ACCRA, Ghana (SCANS) — Ghana’s government sharply reduced the price it pays cocoa farmers and rolled out a new financing model for bean purchases Thursday, moves aimed at reviving demand in the world’s second-largest cocoa exporting nation after a sustained slump in global prices but sparking sharp criticism from farmers and political opponents.
Finance Minister Cassiel Ato Forson announced that the farmgate price for the remainder of the 2025-26 crop year would be set at 41,392 Ghana cedis ($3,580) per metric ton, down from 58,000 cedis ($5,300) previously, aligning it more closely with international market benchmarks. The new rate, effective Feb. 12, also translates to 2,587 cedis per 64-kilogram bag, a roughly 28.6% reduction from late-2025 levels.
The government said the cuts were necessary as global cocoa prices have roughly halved in the past year, dropping to near $4,000 per ton, and Ghana’s higher set price had made its beans less competitive for traders, contributing to mounting unsold stocks and delayed payments to farmers.
To address a long-running liquidity crunch, authorities introduced a new domestic cocoa bond financing mechanism, intended to fund purchases within the same crop year instead of relying on costly international syndicated loans. A proposed Cocoa Board bill would link future farmgate prices to changes in the international Free-On-Board (FOB) price, guaranteeing farmers at least 70% of FOB to offer some income protection.
Farmers Still Unpaid, Opposition Voices Alarm
Thousands of cocoa growers remain unpaid for deliveries made since late 2025, with some unable to afford food, schooling or basic farming inputs, Reuters reporting and farmer accounts on social media indicate. Many have expressed willingness to accept lower future prices only after outstanding dues are cleared.

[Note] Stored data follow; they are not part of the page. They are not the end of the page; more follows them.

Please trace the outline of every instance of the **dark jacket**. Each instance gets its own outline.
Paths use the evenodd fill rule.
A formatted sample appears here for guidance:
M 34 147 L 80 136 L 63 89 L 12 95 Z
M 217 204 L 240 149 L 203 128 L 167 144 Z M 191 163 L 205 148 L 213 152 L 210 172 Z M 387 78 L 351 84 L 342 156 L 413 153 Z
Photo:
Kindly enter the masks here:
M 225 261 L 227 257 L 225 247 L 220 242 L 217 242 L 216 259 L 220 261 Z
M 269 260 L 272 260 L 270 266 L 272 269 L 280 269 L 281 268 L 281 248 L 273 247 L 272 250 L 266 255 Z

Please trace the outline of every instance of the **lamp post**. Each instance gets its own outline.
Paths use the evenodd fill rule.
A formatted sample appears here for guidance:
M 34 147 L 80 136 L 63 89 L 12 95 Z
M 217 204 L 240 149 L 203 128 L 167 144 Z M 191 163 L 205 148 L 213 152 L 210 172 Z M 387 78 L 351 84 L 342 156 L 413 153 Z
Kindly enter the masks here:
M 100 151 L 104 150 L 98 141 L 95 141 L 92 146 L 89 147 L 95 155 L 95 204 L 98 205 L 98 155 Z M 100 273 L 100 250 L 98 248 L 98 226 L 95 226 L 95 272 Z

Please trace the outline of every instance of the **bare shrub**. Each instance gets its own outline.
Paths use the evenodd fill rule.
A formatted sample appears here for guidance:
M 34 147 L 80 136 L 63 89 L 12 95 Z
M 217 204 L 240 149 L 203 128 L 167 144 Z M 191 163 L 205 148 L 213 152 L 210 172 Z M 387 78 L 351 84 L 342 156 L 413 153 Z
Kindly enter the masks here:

The political fallout was swift. The Minority Caucus in Parliament described the price reduction as an “unprecedented betrayal” of farmers, citing campaign promises of higher returns and accusing the government of undermining livelihoods.
Buyers and Analysts Split
Licensed Cocoa Buyers Association official Vitus Dzah publicly backed the new price structure as a pragmatic response to global market realities, framing it as necessary for stabilizing sector finances and restoring liquidity for buyers. ([newsghana.com.gh][6])
Economic analysts however warn the lower rate could mean cumulative losses exceeding GH¢2 billion for farmers this season, with broader risks of farm abandonment or migration to informal mining activities should cocoa become consistently unprofitable.
Long-Term Strategy Includes Processing Push
Officials emphasized that Ghana is also aiming to expand domestic cocoa processing to at least 50% of output by the 2026-27 season, part of a broader strategy to capture more value locally and reduce dependence on raw bean exports.
Cocoa remains a linchpin of Ghana’s economy, supporting millions of smallholders and contributing significantly to export earnings, but persistent price volatility and structural financing issues have strained the industry. Global futures have oscillated sharply over recent seasons, complicating budgeting and payment flows for state regulators and buyers alike.